Some might speculate that Apple's decision not to support near field communications in the iPhone 5 is a factor for Isis.
But Apple's "go slow" approach to mobile payments is not unusual. Apple wasn't the first firm to make a PC, wasn't the first to make an MP3 player or the first tablet or a smart phone. It still isn't immediately clear how mobile payments creates a huge new device market for Apple, and that tends to be the way Apple approaches new markets.
Delays aren't unusual for large proposed mobile payment services. Telcos in the Netherlands have delayed their mobile payments launch as well. There also have been delays in Australia, the United Kingdom and Singapore.
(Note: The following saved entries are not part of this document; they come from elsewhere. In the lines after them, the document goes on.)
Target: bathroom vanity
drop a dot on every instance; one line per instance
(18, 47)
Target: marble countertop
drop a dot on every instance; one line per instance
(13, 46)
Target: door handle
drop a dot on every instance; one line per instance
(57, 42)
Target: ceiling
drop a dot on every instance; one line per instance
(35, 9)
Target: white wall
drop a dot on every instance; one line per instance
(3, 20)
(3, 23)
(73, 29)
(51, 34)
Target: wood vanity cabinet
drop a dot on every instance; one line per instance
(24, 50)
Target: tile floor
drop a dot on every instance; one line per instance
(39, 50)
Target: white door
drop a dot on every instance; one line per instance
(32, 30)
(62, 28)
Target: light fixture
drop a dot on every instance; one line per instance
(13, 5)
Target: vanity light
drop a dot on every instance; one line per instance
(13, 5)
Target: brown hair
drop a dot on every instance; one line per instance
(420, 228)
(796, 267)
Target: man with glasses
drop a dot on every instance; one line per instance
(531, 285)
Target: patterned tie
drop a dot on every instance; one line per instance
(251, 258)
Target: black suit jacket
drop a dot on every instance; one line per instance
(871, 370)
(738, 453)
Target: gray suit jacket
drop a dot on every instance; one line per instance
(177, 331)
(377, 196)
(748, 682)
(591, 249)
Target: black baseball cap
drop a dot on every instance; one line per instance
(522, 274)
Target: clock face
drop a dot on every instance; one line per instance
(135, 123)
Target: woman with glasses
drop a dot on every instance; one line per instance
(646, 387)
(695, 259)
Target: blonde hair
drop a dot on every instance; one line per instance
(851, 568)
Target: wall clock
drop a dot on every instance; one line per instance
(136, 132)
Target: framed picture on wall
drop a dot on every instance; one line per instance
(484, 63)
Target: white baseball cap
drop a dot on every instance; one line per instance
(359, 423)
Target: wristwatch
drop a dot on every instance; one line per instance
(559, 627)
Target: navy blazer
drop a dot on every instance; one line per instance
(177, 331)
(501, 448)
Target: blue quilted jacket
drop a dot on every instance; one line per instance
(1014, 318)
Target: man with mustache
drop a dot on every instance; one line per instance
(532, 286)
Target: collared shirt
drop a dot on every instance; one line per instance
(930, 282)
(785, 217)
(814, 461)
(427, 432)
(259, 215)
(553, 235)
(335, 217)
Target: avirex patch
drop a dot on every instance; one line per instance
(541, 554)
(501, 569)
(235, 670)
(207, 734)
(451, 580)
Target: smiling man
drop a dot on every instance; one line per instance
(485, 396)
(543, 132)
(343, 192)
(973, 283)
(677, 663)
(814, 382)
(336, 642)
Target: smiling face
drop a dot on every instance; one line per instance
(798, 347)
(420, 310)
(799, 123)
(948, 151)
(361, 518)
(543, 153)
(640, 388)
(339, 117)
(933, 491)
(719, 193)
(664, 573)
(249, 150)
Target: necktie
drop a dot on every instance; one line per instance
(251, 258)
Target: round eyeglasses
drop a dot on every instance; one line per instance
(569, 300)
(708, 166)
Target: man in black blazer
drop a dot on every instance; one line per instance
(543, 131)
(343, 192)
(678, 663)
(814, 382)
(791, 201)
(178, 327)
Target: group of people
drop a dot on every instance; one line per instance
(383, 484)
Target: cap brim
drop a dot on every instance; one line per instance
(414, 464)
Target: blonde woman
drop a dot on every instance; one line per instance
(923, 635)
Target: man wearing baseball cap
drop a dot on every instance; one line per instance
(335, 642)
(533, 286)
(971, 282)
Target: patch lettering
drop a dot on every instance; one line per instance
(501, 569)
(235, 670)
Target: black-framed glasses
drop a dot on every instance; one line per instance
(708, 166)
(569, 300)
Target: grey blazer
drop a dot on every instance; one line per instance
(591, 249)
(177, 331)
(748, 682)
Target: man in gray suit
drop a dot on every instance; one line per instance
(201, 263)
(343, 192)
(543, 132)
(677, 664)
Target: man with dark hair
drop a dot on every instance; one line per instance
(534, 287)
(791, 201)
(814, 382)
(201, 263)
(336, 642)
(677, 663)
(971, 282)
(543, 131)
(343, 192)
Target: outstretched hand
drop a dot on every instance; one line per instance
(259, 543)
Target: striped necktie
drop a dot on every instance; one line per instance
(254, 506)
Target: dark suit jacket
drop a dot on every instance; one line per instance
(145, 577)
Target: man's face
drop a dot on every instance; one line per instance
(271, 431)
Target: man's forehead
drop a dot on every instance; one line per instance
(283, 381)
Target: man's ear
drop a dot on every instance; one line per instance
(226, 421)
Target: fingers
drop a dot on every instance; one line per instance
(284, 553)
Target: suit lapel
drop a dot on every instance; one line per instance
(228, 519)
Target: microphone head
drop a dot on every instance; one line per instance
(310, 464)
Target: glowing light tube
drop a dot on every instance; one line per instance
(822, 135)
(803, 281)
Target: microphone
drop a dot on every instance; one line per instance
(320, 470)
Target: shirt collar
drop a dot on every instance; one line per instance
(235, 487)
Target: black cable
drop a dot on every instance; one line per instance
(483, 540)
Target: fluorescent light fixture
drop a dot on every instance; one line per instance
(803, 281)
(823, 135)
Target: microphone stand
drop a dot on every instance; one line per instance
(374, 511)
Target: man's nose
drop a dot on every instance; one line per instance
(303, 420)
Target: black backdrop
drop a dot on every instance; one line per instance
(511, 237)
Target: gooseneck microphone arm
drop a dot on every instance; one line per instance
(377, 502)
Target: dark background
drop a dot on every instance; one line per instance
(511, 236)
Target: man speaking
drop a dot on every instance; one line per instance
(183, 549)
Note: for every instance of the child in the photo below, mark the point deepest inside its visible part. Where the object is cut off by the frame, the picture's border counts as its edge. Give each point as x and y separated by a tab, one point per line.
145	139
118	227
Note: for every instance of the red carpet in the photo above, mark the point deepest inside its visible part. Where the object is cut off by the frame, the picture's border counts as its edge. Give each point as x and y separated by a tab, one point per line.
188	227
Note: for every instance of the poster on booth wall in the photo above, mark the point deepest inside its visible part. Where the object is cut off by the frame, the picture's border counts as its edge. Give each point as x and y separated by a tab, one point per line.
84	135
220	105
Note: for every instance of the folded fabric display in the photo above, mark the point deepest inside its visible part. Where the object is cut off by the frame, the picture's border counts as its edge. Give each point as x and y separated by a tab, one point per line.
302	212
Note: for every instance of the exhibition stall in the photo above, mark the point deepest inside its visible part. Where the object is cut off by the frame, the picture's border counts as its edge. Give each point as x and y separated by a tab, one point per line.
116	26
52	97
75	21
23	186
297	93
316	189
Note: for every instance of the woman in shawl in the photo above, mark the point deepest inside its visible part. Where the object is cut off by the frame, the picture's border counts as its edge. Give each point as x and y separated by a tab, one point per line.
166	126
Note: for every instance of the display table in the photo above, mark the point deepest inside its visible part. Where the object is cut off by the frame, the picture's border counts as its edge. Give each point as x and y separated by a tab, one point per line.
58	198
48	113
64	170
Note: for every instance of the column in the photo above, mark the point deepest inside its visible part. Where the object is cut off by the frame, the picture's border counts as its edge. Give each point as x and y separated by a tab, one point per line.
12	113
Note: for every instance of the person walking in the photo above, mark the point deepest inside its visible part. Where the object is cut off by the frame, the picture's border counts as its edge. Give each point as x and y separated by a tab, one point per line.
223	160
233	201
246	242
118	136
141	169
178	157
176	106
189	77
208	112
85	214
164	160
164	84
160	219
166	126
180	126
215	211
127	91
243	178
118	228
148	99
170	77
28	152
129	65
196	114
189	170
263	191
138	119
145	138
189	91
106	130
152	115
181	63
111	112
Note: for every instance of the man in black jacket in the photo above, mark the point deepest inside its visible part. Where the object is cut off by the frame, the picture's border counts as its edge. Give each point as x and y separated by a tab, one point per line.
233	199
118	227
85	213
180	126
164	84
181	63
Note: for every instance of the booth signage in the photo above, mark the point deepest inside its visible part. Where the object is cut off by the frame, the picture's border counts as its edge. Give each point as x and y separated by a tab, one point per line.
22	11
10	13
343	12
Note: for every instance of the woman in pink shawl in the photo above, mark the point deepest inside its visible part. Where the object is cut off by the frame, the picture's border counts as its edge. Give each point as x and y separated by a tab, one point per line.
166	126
There are plenty of other reasons for delay. Mobile payment is a complex ecosystem with uncertain value for many key participants in the ecosystem and lots of confusion about which consortia might emerge as clear winners. That Apple iPhones don't yet support NFC is but one of the problems.
"Closed loop" systems that might work only at Home Depot or Starbucks, and do not require use of NFC or other relatively rare features, are logistically easier to launch, precisely because the universe of merchants, terminals, apps, payment processors, devices and users is contained.